Security Requirement

Are You Complying with this HIPAA Security Requirement?

Your patients put a significant amount of trust into things outside of their control to protect them and the things important to them. They trust banking systems to protect their money, electronic systems to protect their homes and software to protect their computers. Also, they trust you and your healthcare to abide by the HIPAA security requirement that protects the safeguarding of their personal health information.

With this reality in mind, can you honestly say that you are doing everything you should be doing to ensure that you’re fully defending all that they entrust to you?

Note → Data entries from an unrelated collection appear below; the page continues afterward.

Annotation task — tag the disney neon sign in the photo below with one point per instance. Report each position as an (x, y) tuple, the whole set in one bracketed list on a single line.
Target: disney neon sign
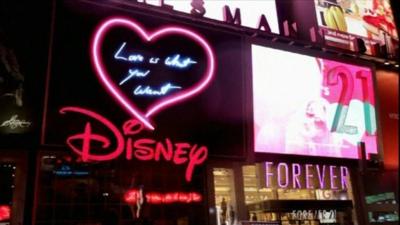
[(135, 195), (144, 149)]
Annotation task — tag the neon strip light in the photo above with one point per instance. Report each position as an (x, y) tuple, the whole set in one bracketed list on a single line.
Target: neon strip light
[(5, 212), (150, 37)]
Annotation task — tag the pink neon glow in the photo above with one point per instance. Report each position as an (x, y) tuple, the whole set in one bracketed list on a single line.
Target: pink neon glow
[(321, 176), (285, 166), (309, 176), (268, 174), (159, 105), (143, 149), (344, 172), (5, 212), (296, 172), (333, 176), (292, 175), (311, 106), (132, 196)]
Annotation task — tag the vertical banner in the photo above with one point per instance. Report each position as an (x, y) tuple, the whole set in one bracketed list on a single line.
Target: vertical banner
[(388, 94)]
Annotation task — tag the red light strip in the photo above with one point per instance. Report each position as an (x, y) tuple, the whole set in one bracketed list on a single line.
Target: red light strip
[(133, 196)]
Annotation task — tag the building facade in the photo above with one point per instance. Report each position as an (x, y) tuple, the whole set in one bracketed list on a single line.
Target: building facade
[(199, 112)]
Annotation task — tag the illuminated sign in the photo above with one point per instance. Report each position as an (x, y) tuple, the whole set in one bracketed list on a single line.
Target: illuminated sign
[(344, 21), (67, 171), (311, 106), (253, 15), (144, 149), (316, 176), (135, 195), (5, 213), (142, 68), (168, 93)]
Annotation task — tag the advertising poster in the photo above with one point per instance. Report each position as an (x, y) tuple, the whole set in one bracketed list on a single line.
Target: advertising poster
[(13, 115), (370, 20), (388, 94), (311, 106)]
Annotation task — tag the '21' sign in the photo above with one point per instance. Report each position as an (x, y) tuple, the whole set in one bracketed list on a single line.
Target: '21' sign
[(349, 83)]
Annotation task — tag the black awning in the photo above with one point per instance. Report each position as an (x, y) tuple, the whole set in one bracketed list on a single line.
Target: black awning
[(290, 205)]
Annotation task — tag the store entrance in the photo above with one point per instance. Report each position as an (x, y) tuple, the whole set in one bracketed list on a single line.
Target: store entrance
[(301, 212), (225, 200)]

Are you abiding by the HIPAA security requirements related to protecting their personal health information?

KNOW THE HIPAA SECURITY REQUIREMENT

The Health Insurance Portability and Accountability Act (HIPAA) is the enforceable national standard for protecting the confidentiality, integrity and security of individuals’ Personal Health Information (PHI).

The U.S. Health and Human Services (HHS) established the HIPAA Security Rule as a method of ensuring healthcare providers establish necessary safeguards to guard against security breaches or other incidents that could threaten the safety of their patients’ PHI or electronic PHI (ePHI).

According to the HIPAA Journal, “Under HIPAA, protected health information is considered to be individually identifiable information relating to the health status of an individual, the provision of healthcare, or individually identifiable information that is created, collected, or transmitted by a HIPAA-covered entity in relation to payment for healthcare services.”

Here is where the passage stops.